Key market drivers for August 20 (Wednesday)

AUD: RBA Gov Stevens Speaks (23:30 GMT on Aug 19)

GBP: Bank of England's August meeting minutes (08:30 GMT)

CAD: Wholesale Sales (12:30 GMT)

USD: FOMC Meeting Minutes (18:00 GMT)

Trade ideas

EUR/USD fell on Tuesday reaching our targets and going even lower touching support at $1.3320. The level of $1.3295 (Nov. low) now seems as close as ever. The pair should find some initial support at this point. The close below $1.3340 will strengthen the case for a slump to $1.3230 (50% Fibo of the advance in 2013-2014). The market’s clearly in favor of the greenback, but the main risk is the release of the FOMC minutes tomorrow which may leave USD bulls disappointed. Resistance is at $1.3370 and $1.3400. 

GBP/USD was a trade of the day. Lower inflation figures provoked a selloff and the closing of the week’s opening gap. The Bank of England’s head Mark Carney has made some hawkish comments over the weekend, but to really believe in an earlier rates hike investors need confirmation of the hawkish mood from the BoE minutes, especially taking into account the inflation slowdown. Pound’s now at the 23.6% Fibo of the advance since 2013 and the lower daily Bollinger band. There’s a bullish divergence on H4 MACD and RSI – the oversold pair might be due for a correction up. However, fundamentally pound is lacking reasons to strengthen, and we don’t expect much from the minutes. Resistance lies at $1.6670 (200-day MA) and $1.6700 and this is probably as much as the bulls are going to get before the declines resume.

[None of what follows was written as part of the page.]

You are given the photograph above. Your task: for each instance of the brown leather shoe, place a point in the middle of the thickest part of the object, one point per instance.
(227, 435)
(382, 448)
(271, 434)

USD/JPY may rise to 103.00, but it doesn’t look like there’s a serious bullish momentum, so the sellers will once again get into battle selling the pair to the 200-day MA at 102.35 and probably to 102.05.

AUD/USD continued its assent as the minutes of the Reserve Bank of Australia excluded the possibility of a rate cut. Still, the bulls continue lagging strength: the 100-day MA at $0.9340 is providing a strong resistance. There may be some cautiousness ahead of the RBA’s Stevens speech, but probably the bulls’ timidity may be explained by the expectations of stronger USD. The technical picture on H4 is somewhat better than on the daily chart, but we stick to the view that $0.9355 (50% of the decline from July 23) will cap Aussie making it revisit $0.9305 and below that $0.9280.